Filipino-American computer scientist

Jennifer Guani Dy is a Filipino-American computer scientist specializing in machine learning, with varied applications including the physiological effects of emotion, and the effects of the El Niño–Southern Oscillation on weather patterns. She is a COE Distinguished Professor at Northeastern University in Boston.

==Education and career==
Dy was an electrical engineering student at the University of the Philippines Diliman, where she graduated magna cum laude in 1993. After working for two more years as an instructor at the University of the Philippines, she came to the US for graduate study in electrical and computer engineering at Purdue University. She earned a master's degree in 1997, with a research project supervised by Jan P. Allebach, and completed her Ph.D. in 2001, advised jointly by Carla Brodley and Avinash Kak.

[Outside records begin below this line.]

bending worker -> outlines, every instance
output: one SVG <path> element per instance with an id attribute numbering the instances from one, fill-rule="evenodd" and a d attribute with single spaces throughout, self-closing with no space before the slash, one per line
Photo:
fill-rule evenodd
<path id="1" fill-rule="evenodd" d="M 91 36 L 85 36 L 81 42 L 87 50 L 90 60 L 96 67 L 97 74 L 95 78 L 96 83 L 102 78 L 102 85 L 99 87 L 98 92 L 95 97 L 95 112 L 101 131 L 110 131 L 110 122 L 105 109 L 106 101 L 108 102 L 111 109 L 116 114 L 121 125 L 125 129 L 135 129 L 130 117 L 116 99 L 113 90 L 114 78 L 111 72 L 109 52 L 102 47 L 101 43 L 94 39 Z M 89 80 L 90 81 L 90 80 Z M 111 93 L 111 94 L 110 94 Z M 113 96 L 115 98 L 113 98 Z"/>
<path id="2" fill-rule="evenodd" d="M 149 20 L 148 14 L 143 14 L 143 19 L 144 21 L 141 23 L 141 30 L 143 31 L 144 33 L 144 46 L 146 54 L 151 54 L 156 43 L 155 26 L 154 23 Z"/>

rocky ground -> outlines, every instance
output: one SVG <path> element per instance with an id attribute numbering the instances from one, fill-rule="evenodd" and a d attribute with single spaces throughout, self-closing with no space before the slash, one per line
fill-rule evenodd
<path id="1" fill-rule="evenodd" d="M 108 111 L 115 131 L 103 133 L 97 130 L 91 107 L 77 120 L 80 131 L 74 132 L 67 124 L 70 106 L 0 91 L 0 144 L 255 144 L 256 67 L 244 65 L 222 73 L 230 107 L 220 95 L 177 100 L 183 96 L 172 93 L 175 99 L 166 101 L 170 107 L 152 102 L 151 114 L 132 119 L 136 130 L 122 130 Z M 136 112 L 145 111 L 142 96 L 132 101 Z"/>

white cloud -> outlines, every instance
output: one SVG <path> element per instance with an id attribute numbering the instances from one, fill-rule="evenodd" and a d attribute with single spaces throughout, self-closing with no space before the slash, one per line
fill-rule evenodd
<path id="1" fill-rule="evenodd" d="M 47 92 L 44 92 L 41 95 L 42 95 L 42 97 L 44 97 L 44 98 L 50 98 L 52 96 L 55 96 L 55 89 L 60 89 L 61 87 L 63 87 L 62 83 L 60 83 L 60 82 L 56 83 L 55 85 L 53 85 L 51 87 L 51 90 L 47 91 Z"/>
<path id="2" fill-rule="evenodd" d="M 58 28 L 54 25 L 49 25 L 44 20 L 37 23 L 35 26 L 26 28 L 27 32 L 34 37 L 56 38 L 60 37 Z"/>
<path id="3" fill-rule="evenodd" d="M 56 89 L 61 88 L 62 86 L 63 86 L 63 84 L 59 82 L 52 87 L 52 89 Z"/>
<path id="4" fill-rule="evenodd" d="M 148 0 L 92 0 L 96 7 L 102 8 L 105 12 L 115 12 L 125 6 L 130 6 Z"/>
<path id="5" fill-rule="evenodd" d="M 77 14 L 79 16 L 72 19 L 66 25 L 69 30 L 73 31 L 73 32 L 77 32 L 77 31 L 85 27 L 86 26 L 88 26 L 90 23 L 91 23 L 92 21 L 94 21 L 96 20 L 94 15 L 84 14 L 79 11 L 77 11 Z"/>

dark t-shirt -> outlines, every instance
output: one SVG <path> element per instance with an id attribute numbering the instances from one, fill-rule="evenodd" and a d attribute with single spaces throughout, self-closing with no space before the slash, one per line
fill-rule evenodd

She became an assistant professor at Northeastern University in 2002, was promoted to associate professor in 2008, and became full professor in 2015, jointly appointed in the Department of Electrical and Computer Engineering and the Khoury College of Computer Sciences. She is the director of experiential AI postdoc education in the Roux Institute, and director of AI faculty in the Institute for Experiential AI.

==Recognition==
Dy was named a Fellow of the Association for the Advancement of Artificial Intelligence in 2024, "for significant contributions to unsupervised and interpretable machine learning, advancing AI to address health care challenges, and service to the AI community".